By Dr. K. C. Chakrabarty

Published by S. S. Bhandare for the Forum of Free Enterprise, Peninsula House, 2nd Floor, 235, Dr. D. N. Road, Mumbai 400001, and Printed by S. V. Limaye at India Printing Works, India Printing House, 42 G. D. Ambekar Marg, Wadala, Mumbai 400 031. · Mumbai · 2012

11 pages

Summary

Dr. K. C. Chakrabarty, then Deputy Governor of the Reserve Bank of India, delivers the Eighth M. R. Pai Memorial Lecture in Mumbai on 6 September 2012. The Pai Award that year goes to SEWA — the Self-Employed Women’s Association — and the function is jointly organised by Punjab & Maharashtra Co-operative Bank and the All-India Bank Depositors’ Association (AIBDA). Chakrabarty uses the occasion to frame customer protection as a ‘central issue’ for developing economies opening their financial sectors, and to position Pai’s lifelong advocacy of fair treatment, transparency, and non-exploitative pricing as the moral throughline that ties the older consumer-rights tradition to today’s regulatory agenda.

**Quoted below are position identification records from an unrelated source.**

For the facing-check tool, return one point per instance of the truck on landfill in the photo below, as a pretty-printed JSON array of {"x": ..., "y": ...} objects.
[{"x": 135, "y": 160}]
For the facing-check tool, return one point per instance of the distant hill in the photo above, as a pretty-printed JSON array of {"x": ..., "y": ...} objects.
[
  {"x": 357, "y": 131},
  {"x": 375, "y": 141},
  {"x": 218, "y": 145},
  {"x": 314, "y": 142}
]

The argumentative core of the speech is that financial-services consumers are structurally disadvantaged: information asymmetry, the high cost of collective action, and the upper hand routinely enjoyed by providers mean that markets alone cannot deliver fair outcomes. Banking, in particular, is a heavily regulated industry whose stiff entry barriers produce monopolistic conditions at the regional and local level, so the regulator must pursue ‘twin objectives’ — extending financial access to unbanked populations while protecting existing customers from exploitation. Unchecked market forces combined with lax oversight, Chakrabarty warns, can turn financial inclusion into a channel for exploiting the bottom of the pyramid rather than serving it.

The speech then catalogues specific abuses: discriminatory interest rates that pay retail depositors less than bulk depositors though retail money is more stable; deceptive deposit-tenor pricing where rates jump or collapse at arbitrary cut-offs like 500, 501 or 499 days; opaque sweep-out facilities that quietly cut effective rates below savings-bank levels; non-transparent loan pricing; and the failure of falling transaction costs to translate into lower bank charges. Chakrabarty endorses the Damodaran Committee’s recommendation that the burden of proving an unauthorised electronic transaction should rest on the bank rather than the customer, and argues that the Indian Banks’ Association’s zero-liability and compensation policies for card misuse remain inadequate. He treats customer education as ‘an investment and not an expense’, and in a counter-intuitive aside urges the poor not to invest in gold, because financial illiteracy traps small savers in yieldless metal that ends up enriching others.

The closing sections welcome the Financial Sector Legislative Reforms Commission’s listing of customer protection as the first objective of financial regulation, recommend the FSLRC’s framework on consumer rights, and call on banks, regulators, and civil-society organisations like AIBDA to build a ‘strong, effective and robust consumer movement’ as the truest tribute to Pai and SEWA.

Key points

  • Chakrabarty frames customer protection in banking as the ‘central issue’ for developing economies opening their financial sectors, anchoring his case in M. R. Pai’s lifelong advocacy of fair treatment and non-exploitative pricing.

  • He argues that financial-services consumers occupy a structurally disadvantaged position created by information asymmetry, dispersion, and the higher cost of organising into pressure groups, so market forces alone cannot deliver fair outcomes.

  • Banking’s stiff entry barriers, he says, produce monopolistic conditions at the regional and local level; the regulator must therefore pursue ‘twin objectives’ of financial inclusion and customer protection.

  • He details specific abuses in deposit pricing — including the disparity between retail and bulk depositors and the manipulative use of 500/501/499-day cut-offs — and demands transparent, non-discriminatory pricing of deposits, credit, and ancillary services.

  • He endorses the Damodaran Committee recommendation that the burden of proving an unauthorised electronic transaction should rest on the bank rather than the customer, and criticises the Indian Banks’ Association’s zero-liability clause for card misuse as inadequate.

  • He argues that the falling unit cost of banking, driven by ICT, has not been passed on to consumers, and that customer education is ‘an investment and not an expense’ rather than a charity programme.

  • A counter-intuitive passage urges the poor to stop buying gold, on the ground that low financial literacy traps small savers in yieldless assets and drains household savings from the banking channel.

  • He welcomes the Financial Sector Legislative Reforms Commission (FSLRC), chaired by Justice B N Srikrishna, for listing customer protection as the first objective of financial regulation, and calls for a ‘strong, effective and robust consumer movement’ as a tribute to Pai and SEWA.